How the British Council steals an advantage abroad over other UK education suppliers
The British Council has long used taxpayers money, our money that is, to subsidise its education operations abroad and to undercut other non-subsidised competitors from both the profit and not for profit sectors in order to win contracts . There is new evidence that it uses its diplomatic ‘ top cover’ to gain an unfair competitive advantage in the market with our own Governments collusion, to help it see off other UK competitors.
Malaysia’s Ministry of Education tendered recently for the supply of 360 native English language trainers. The contract was awarded to three providers, the British Council being one of them. The Malaysia MoE required each provider to supply a M$4m (about £800k) performance bond. Two providers put the money on the table. The British Council didn’t . It argued that its constitution didn’t permit it to put up bonds. So what happened? The British High Commissioner requested that the Malaysian government waive the requirement for a bond from the British Council . This request allegedly went to the Malaysian Cabinet and they agreed to waive the requirement on the basis that this was a government to government agreement. Confirming in other words the British Council operates with a Government guarantee behind it, to help it to win contracts even when competing against UK companies abroad.
This particular arrangement, of course, worked to the advantage of the British Council and to the disadvantage of other UK education companies, as often happens.
So, what is the status of the British Council that allows it to bend the rules when it suits its perceived interests?
Is it the cultural arm of the FCO? Or is it a straightforward commercial operation? Is it charity, fulfilling a public benefit ie justifying its charitable status (it cant be both a charity and commercial operator can it ?) Or is it a quango, at arms length from the Government? Then again, maybe its an aid agency supporting our development goals and the DfID (its tapping in to the DFIDs aid budget after all).The answer is- it tries to be all of these things . Like a chameleon it changes its status to suit any given circumstance. And it has been allowed up until now to get away with it . But one has to ask, for how much longer?
Why does all this matter anyway? Well a publicly funded quango that doesn’t know what it is and has an on-going identity crisis is a quango ripe for culling under the Governments efficiency drive . It cannot for starters prove that it is indispensable. In other words private sector and not for profit providers could deliver most of the services it delivers, if there is a demand for them that is , at lower cost (and for the most part at no cost to the taxpayer) while delivering better quality. Few in the market doubt this.

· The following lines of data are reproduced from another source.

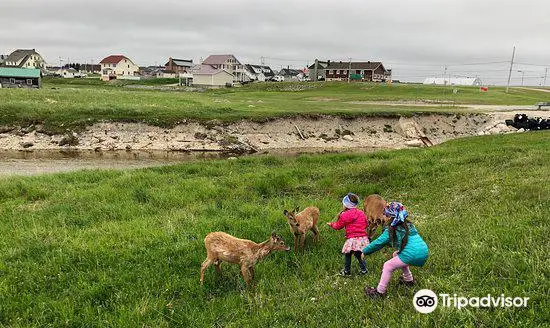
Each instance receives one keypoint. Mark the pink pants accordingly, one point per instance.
(389, 267)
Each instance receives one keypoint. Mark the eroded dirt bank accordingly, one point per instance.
(322, 133)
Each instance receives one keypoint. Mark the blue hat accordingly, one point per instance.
(348, 203)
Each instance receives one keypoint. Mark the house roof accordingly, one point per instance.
(19, 54)
(113, 59)
(354, 65)
(321, 65)
(290, 71)
(257, 69)
(19, 72)
(182, 62)
(218, 59)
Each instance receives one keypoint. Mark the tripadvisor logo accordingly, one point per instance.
(425, 301)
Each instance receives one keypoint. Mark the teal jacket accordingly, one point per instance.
(415, 252)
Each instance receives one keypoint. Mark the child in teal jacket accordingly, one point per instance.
(411, 248)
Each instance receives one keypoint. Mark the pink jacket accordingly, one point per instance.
(355, 222)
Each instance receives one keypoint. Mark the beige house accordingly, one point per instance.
(206, 75)
(118, 67)
(228, 63)
(24, 58)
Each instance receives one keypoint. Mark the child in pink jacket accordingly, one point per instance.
(355, 222)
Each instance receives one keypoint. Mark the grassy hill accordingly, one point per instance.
(123, 249)
(72, 104)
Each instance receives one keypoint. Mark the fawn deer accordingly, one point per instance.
(374, 209)
(301, 223)
(221, 246)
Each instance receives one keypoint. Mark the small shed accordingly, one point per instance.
(14, 77)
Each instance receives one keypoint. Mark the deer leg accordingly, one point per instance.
(205, 266)
(217, 266)
(245, 271)
(315, 231)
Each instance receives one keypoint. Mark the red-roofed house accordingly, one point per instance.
(228, 63)
(118, 67)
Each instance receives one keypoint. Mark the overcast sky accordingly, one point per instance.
(416, 38)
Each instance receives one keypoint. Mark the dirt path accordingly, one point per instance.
(535, 89)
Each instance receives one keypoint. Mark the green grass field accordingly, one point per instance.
(123, 248)
(64, 104)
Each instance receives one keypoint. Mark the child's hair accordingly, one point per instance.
(393, 235)
(354, 198)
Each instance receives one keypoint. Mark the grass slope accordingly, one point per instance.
(72, 104)
(123, 249)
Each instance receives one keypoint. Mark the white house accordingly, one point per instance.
(118, 67)
(24, 58)
(466, 81)
(259, 73)
(229, 63)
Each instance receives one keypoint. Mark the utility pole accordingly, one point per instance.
(315, 72)
(522, 74)
(349, 71)
(511, 65)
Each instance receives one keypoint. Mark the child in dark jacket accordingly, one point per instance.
(411, 248)
(355, 222)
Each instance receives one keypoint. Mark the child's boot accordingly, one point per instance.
(372, 292)
(408, 283)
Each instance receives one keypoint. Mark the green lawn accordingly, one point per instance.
(72, 104)
(123, 248)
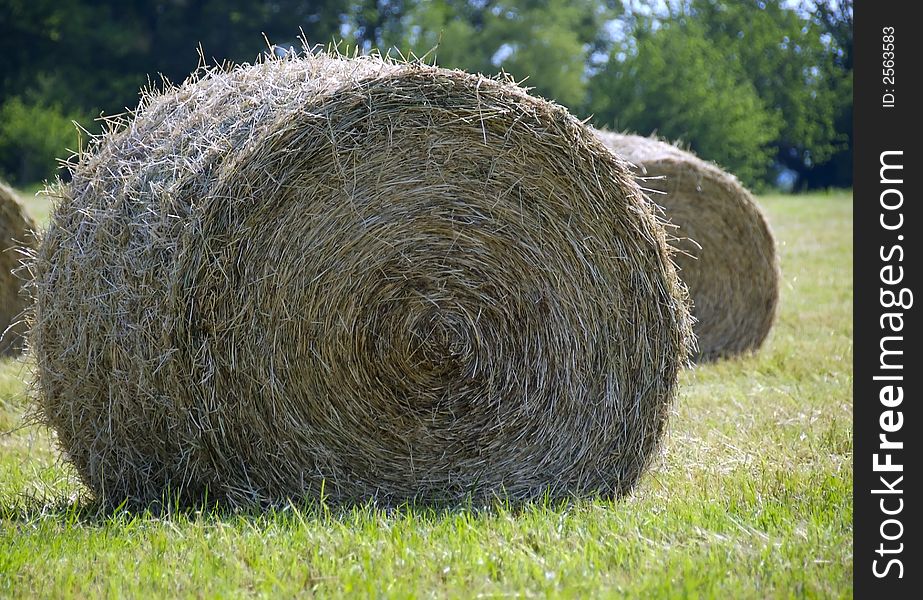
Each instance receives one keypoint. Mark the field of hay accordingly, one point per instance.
(752, 498)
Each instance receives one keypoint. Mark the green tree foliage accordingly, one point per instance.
(546, 42)
(678, 85)
(751, 84)
(32, 136)
(794, 65)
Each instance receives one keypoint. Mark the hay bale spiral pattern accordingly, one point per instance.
(726, 251)
(389, 280)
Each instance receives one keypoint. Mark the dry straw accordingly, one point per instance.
(16, 227)
(727, 255)
(376, 279)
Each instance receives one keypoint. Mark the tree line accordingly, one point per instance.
(762, 87)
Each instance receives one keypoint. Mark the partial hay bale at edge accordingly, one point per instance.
(16, 231)
(383, 280)
(727, 256)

The shenanigans in Malaysia tell us a number of other truths. Firstly it confirms something that UK education service providers have known for a while , that in the eyes of our diplomats and those who purport to ‘represent’ our trade and investment interests abroad, the British Council is special and has a privileged status, and is given a helping hand in the markets (with the implicit guarantee behind it). Secondly, it confirms that the British Council is effectively an arm of the FCO (subsidised now also by the DFID budget) and not an independent bona fide commercial operator, as it would have it. Thirdly, it confirms that if the British Council pitches for a contract then there is no level playing field, and, importantly, the very presence of the BC raises the costs and risks for other competitors while deterring new market entrants.
The protected status of the BC is from another era. It was never easy to justify its chameleon status, its even less so now. It cannot secure value for money for us taxpayers. The way it conducts its business abroad and in the markets lacks transparency ,accountability and is demonstrably unfair on other non-subsidised competitors . It is doubly unfair because the British Council competes head on for the same contracts with the very companies it is supposed to be supporting in the markets (with taxpayers money).It is aided in all this by our public servants. This is not acceptable. At a time when our Government seeks better value for money and more engagement from the private and not for profit sectors, in public service delivery and for small and medium sized enterprises to be awarded a greater share of public service contracts, here and abroad , its activities clearly serve to undermine a key Government policy and work against the longer term interests of UK plc. It is time for the Government to act to protect the interests of us taxpayers and the education market.
The Government, according to the Cabinet Office ‘ will be establishing new procedures for reviewing public bodies to challenge whether there is still a requirement for them to continue and if there is ,that they are fit for purpose ‘. If that is case and its not window-dressing then the British Council should be worried. Over to Francis Maude and his reform team in the Cabinet office on this one.